Reference old conversation threads

To allow users to refer to old conversation threads, use the List conversation messages endpoint GET /api/2.0/genie/spaces/{space_id}/conversations/{conversation_id}/messages to retrieve all messages from a specific conversation thread.

Retrieve conversation data for analysis

Space managers can programmatically retrieve all previous messages asked across all users of a space for analysis. To retrieve this data:

  1. Use the GET /api/2.0/genie/spaces/{space_id}/conversations endpoint to get all existing conversation threads in a space.
  2. For each conversation ID returned, use the GET /api/2.0/genie/spaces/{space_id}/conversations endpoint to retrieve the list of messages for that conversation.

Best practices and limits

Best practices for using the Genie API

To maintain performance and reliability when using the Genie API:

  • Implement retry logic with exponential backoff: The API doesn't retry failed requests for you, so add your own queuing and exponential backoff.
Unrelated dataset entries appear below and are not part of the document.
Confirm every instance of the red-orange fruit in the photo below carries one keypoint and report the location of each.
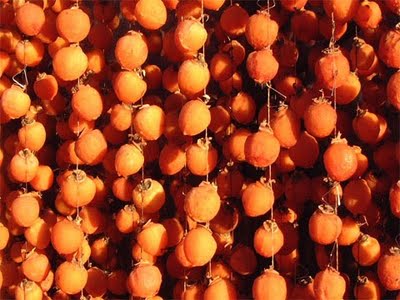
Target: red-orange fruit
(66, 237)
(128, 160)
(30, 18)
(389, 269)
(78, 189)
(286, 126)
(71, 277)
(261, 149)
(151, 14)
(69, 63)
(202, 203)
(36, 266)
(392, 90)
(368, 15)
(199, 246)
(350, 232)
(91, 147)
(349, 90)
(367, 250)
(129, 86)
(389, 47)
(269, 286)
(193, 77)
(30, 52)
(332, 69)
(149, 122)
(262, 66)
(190, 35)
(317, 126)
(222, 67)
(324, 226)
(193, 126)
(268, 239)
(23, 166)
(149, 196)
(208, 161)
(14, 102)
(153, 239)
(131, 50)
(172, 159)
(257, 198)
(243, 107)
(340, 160)
(25, 209)
(27, 290)
(144, 281)
(32, 135)
(87, 103)
(73, 24)
(261, 22)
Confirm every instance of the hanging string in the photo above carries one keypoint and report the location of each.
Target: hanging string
(206, 98)
(270, 172)
(337, 198)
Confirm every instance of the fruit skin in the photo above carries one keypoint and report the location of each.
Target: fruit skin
(340, 161)
(389, 269)
(261, 149)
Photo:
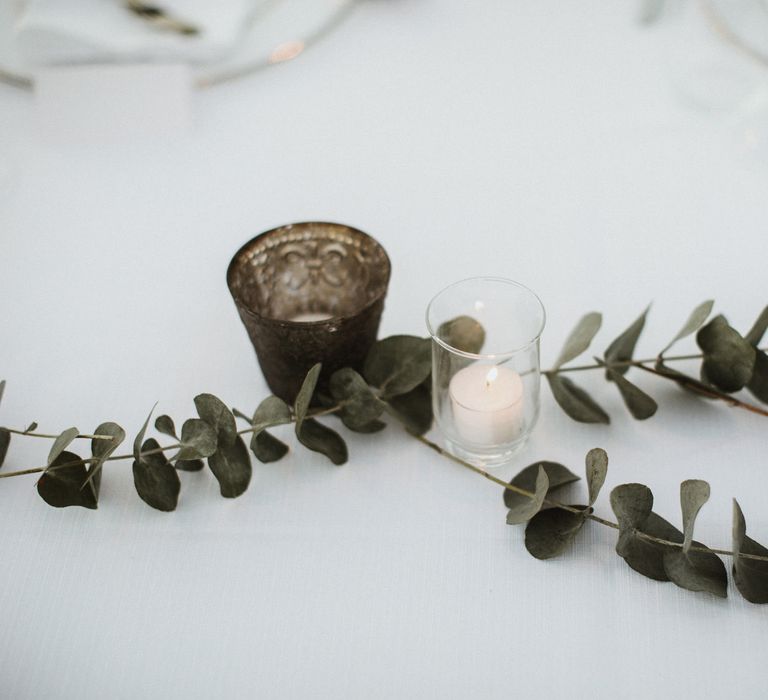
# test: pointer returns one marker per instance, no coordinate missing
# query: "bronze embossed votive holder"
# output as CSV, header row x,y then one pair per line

This helps your application handle transient failures, avoid unnecessary repeat requests, and stay within throughput limits as it grows.
  • Log API responses: Implement comprehensive logging of API requests and responses to help with debugging, monitoring usage patterns, and tracking costs.
  • Poll for status updates every 1 to 5 seconds: Continue polling until a conclusive message status, such as COMPLETED, FAILED, or CANCELLED, is received. Limit polling to 10 minutes for most queries. If there is no conclusive response after 10 minutes, stop polling and return a timeout error or prompt the user to manually check the query status later.
  • Use exponential backoff for polling: Increase the delay between polls up to a maximum of one minute. This reduces unnecessary requests for long-running queries while still allowing low latency for fast ones.
  • Start a new conversation for each session: Avoid reusing conversation threads across sessions, as this can reduce accuracy due to unintended context reuse.
  • Maintain conversation limits: To manage old conversations and stay under the 10,000 conversation limit:
    1. Use the GET /api/2.0/genie/spaces/{space_id}/conversations endpoint to see all existing conversation threads in a space.
    2. Identify conversations that are no longer needed, such as older conversations or test conversations.
    3. Use the DELETE /api/2.0/genie/spaces/{space_id}/conversations/{conversation_id} endpoint to remove conversations programmatically.
  • Be aware of query result limit: The Genie API returns a maximum of 5,000 rows per query result. If your data analysis requires more rows, consider refining your question to focus on a specific subset of data or use filters to narrow the results.

Throughput limit

During the Public Preview period, the throughput rates for the Genie API free tier are best-effort and depend on system capacity. Under normal or low-traffic conditions, the API limits requests to 5 queries per minute per workspace. During peak usage periods, the system processes requests based on available capacity, which can result in lower throughput.

Monitor the space

After your application is set up, you can monitor questions and responses in the Databricks UI.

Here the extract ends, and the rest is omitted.